Bild: Silberberg bei Bodenmais (Arberland)

Die magische Anziehungskraft der Traumreviere kommt nicht von ungefähr, schließlich besticht die Szenerie mit sauerstoffreichen Wäldern, saftigen Wiesenhängen, kargen Felswänden, gezackten Bergrücken, romantischen Flusstälern, plätschernden Gebirgsbächen, smaragdgrünen Bergseen, sprudelnden Quellen und rauschenden Wasserfällen.
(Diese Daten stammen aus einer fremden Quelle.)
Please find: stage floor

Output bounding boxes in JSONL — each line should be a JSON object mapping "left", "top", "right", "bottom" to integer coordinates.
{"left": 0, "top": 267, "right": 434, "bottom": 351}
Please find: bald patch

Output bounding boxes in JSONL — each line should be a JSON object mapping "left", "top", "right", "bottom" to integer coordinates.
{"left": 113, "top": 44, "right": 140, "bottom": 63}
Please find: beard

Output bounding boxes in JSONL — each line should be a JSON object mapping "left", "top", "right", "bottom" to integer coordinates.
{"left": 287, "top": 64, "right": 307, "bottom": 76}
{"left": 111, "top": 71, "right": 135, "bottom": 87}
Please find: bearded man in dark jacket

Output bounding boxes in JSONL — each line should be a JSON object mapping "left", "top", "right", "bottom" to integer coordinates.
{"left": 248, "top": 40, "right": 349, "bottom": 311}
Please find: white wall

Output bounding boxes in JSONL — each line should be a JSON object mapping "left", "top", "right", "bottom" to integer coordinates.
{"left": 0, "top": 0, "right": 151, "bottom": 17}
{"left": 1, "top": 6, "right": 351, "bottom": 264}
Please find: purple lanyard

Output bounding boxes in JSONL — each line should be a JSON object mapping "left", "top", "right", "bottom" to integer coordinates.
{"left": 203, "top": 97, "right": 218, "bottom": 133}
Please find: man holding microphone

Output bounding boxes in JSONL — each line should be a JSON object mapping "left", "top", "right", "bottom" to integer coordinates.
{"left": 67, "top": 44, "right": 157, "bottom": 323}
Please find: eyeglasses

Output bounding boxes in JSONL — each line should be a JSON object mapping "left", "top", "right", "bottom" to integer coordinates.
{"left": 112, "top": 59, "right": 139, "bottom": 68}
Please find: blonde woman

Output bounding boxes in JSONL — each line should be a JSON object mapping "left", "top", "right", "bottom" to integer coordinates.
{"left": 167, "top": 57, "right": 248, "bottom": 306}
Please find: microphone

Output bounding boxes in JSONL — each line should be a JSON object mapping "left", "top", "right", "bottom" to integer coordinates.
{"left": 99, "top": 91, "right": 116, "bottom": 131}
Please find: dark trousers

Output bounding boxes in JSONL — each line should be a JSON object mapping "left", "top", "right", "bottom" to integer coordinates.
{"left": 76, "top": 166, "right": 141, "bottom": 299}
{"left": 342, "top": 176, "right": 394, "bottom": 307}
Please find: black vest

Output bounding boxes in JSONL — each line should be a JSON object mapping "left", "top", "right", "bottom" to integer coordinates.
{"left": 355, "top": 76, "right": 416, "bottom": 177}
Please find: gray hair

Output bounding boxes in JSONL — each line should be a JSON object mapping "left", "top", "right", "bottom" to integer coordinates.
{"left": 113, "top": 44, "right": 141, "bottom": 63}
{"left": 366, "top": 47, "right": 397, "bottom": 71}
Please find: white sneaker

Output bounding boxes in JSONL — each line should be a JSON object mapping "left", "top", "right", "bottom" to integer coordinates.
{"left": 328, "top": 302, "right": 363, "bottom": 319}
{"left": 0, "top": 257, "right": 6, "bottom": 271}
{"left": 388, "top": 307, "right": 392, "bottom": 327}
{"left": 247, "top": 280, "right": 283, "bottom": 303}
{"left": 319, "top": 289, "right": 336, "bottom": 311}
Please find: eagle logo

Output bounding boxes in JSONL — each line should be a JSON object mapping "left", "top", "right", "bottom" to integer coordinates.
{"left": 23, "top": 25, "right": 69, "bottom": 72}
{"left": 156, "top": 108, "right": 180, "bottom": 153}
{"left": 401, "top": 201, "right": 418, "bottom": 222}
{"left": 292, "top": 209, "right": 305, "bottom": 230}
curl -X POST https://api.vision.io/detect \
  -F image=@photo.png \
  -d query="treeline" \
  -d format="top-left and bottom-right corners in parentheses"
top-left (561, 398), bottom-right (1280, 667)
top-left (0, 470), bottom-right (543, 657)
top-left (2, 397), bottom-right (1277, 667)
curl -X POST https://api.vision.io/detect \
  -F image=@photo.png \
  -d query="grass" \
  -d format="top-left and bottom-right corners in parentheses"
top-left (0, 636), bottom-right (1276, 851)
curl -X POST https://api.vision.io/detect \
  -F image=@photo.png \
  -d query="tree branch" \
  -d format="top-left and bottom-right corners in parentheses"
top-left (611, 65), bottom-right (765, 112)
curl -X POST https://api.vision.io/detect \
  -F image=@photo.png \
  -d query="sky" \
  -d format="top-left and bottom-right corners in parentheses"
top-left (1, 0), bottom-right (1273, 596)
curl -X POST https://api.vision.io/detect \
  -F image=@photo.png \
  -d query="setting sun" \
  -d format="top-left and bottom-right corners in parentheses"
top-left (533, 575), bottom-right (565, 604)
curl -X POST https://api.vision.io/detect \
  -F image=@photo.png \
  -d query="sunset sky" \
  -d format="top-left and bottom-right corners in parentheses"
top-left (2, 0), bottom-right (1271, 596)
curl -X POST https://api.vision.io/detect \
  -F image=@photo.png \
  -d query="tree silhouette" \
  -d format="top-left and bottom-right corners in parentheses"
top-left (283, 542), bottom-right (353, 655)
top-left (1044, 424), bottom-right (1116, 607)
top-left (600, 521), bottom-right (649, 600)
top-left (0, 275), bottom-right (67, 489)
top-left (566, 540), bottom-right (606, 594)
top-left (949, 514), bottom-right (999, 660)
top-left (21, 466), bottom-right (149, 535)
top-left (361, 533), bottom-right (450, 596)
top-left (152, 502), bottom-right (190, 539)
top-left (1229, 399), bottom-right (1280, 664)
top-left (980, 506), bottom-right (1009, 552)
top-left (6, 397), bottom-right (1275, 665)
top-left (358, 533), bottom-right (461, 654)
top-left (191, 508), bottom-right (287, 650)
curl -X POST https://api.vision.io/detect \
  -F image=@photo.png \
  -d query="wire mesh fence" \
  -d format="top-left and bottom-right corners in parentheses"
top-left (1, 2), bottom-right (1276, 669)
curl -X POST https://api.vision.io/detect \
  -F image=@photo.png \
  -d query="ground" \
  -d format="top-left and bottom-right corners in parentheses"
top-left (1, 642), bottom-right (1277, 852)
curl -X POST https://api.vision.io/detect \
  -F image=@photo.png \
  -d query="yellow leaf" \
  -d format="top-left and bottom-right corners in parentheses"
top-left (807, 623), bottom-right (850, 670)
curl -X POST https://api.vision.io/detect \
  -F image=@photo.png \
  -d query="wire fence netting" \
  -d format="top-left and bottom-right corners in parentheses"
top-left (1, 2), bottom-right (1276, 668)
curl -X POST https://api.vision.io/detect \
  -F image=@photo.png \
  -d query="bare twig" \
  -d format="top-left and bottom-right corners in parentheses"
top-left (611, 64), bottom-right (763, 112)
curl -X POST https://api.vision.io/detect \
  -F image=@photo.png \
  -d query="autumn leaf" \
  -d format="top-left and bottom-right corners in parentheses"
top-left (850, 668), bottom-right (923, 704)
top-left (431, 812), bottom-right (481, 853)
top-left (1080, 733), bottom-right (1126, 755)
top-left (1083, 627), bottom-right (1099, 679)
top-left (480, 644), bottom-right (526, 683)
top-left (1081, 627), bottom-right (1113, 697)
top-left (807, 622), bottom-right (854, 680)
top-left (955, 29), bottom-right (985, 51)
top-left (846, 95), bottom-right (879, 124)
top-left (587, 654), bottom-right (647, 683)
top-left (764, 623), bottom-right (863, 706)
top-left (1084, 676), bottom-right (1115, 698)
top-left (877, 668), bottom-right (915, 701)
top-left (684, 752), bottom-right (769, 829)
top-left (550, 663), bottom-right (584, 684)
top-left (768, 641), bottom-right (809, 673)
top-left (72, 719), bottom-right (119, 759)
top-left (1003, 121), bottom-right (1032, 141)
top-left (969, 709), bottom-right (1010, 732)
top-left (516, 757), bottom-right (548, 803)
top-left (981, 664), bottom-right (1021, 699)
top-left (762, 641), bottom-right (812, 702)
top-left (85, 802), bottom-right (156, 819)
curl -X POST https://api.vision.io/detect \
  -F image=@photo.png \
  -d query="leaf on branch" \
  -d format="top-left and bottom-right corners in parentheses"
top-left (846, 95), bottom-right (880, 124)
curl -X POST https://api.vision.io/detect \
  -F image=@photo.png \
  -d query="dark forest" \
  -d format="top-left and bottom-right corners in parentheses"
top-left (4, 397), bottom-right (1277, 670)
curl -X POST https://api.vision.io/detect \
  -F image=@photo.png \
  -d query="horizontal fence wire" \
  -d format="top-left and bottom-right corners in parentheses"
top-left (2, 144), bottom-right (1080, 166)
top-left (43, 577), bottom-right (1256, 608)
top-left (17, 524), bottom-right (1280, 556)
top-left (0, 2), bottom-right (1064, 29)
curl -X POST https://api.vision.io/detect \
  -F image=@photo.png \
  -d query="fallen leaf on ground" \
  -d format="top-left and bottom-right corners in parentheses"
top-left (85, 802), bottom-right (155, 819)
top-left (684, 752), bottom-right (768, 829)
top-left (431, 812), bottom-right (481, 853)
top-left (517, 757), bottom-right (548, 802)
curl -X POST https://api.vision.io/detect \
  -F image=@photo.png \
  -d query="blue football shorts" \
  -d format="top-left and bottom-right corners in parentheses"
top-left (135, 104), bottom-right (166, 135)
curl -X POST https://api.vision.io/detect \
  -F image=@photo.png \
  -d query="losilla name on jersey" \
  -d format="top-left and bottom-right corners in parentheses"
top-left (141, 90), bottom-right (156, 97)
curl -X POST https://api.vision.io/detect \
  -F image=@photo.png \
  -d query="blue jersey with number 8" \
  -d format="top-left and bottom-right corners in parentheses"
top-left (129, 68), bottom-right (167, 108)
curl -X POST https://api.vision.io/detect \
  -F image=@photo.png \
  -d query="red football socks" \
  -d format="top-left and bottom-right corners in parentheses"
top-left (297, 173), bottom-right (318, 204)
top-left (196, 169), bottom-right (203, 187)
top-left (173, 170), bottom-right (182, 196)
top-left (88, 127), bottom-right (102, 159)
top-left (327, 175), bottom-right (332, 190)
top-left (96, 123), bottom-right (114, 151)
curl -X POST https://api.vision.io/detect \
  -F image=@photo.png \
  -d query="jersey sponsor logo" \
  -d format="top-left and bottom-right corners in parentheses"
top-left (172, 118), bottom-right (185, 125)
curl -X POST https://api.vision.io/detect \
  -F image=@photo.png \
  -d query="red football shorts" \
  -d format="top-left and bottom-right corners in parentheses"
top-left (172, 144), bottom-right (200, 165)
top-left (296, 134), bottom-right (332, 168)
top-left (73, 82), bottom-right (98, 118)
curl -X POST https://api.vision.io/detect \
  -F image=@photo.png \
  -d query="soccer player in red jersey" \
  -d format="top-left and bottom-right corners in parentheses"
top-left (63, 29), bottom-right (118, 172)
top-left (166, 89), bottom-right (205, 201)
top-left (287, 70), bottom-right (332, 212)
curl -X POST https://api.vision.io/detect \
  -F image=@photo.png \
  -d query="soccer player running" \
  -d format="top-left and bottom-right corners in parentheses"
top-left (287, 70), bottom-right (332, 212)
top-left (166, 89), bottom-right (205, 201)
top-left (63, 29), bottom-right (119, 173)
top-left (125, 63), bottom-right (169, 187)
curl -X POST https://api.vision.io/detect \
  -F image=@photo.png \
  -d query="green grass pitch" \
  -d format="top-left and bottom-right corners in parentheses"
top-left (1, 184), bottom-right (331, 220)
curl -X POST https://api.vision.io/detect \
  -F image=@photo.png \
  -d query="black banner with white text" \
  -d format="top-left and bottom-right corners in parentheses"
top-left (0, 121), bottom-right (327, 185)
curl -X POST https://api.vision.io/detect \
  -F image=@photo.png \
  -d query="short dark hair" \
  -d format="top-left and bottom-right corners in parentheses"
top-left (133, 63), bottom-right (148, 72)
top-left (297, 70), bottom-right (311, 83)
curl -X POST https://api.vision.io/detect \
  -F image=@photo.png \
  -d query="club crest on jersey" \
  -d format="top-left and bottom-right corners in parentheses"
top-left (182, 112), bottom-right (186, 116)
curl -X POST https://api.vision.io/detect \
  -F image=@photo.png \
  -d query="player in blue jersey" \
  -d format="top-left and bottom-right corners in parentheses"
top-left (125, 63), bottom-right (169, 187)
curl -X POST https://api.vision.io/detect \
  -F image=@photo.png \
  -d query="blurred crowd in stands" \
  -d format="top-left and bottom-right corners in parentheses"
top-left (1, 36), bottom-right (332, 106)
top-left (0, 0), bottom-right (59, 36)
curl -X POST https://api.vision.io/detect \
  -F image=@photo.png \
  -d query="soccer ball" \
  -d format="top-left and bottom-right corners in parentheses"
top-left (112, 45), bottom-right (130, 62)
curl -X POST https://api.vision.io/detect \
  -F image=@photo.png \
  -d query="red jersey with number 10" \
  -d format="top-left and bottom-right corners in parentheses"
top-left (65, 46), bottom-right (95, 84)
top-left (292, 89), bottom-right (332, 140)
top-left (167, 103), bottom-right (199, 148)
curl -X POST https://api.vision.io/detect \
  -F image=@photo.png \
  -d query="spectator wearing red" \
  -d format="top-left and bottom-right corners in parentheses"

Last but not least bieten zahlreiche Bayerwaldgipfel atemberaubende Panoramablicke und sorgen für unvergessliche Momente. Trailbiker dürfen sich auf ein euphorisierendes Netz gewundener Schmalspurpfade freuen. Es ist ja längst kein Geheimnis mehr, dass Radfahrer wie Mountainbiker südlich des "Weißwurstäquators" (scherzhafte Bezeichnung für eine gedachte Kulturgrenze zwischen Bayern und dem übrigen Deutschland) wie die Made im Speck leben. Erst recht nicht, dass die große Mehrheit süchtig nach Singletrails spechtet. Ein facettenreiches Wegenetz mit hohem (Single-) Trailanteil ist für die Attraktivität und Anziehungskraft potentieller Urlaubsdomizile ausschlaggebend, da es maßgeblich die Destinationsentscheidung beeinflusst. Schlicht und ergreifend deswegen, weil diese Wegeart den größtmöglichen emotionalen "Benefit" verspricht.

Der Bayerische Wald vereint viele Facetten: Tief verwurzeltes Brauchtum hier, moderne Lebensweise dort. Einheimische sorgen auf traditionelle Art dafür, dass die bayerische Identität fortlebt – Garant für Individualität und Einzigartigkeit. Das bekommt der "zuagroaßte" Urlauber auf Schritt und Tritt zu spüren: als willkommener Gast eintauchen in die herzliche Atmosphäre, dialektische Verständnisprobleme überwinden und hautnah Land & Leute erleben. 

 Kraftraubendes Auf und Ab gehen auf Dauer auf die Substanz, was so manchem Stollenfreak schon den Stecker zog. Konditionelle Schwächen vermögen E-Bikes zwar auszugleichen, doch fahrtechnische Defizite indes nicht. Die Topographie mag bergauf durch die Anschubhilfe "eingeebnet" werden, doch Abfahrten können sich bei mangelnder Fahrtechnik unvermittelt als unüberwindbares Hindernis entpuppen (z.B. verblocktes Gelände, hohe Absätze, Wurzelpassagen, Steilheit). Mit anderen Worten: werden Anstiege problemlos überwunden heißt es noch lange nicht, dass man easy vom Berg wieder hinunter kommt. Insbesondere Einsteiger und E-Biker sollten im Hinblick ihrer Fähigkeiten auf eine bedachtsame Routenwahl achten.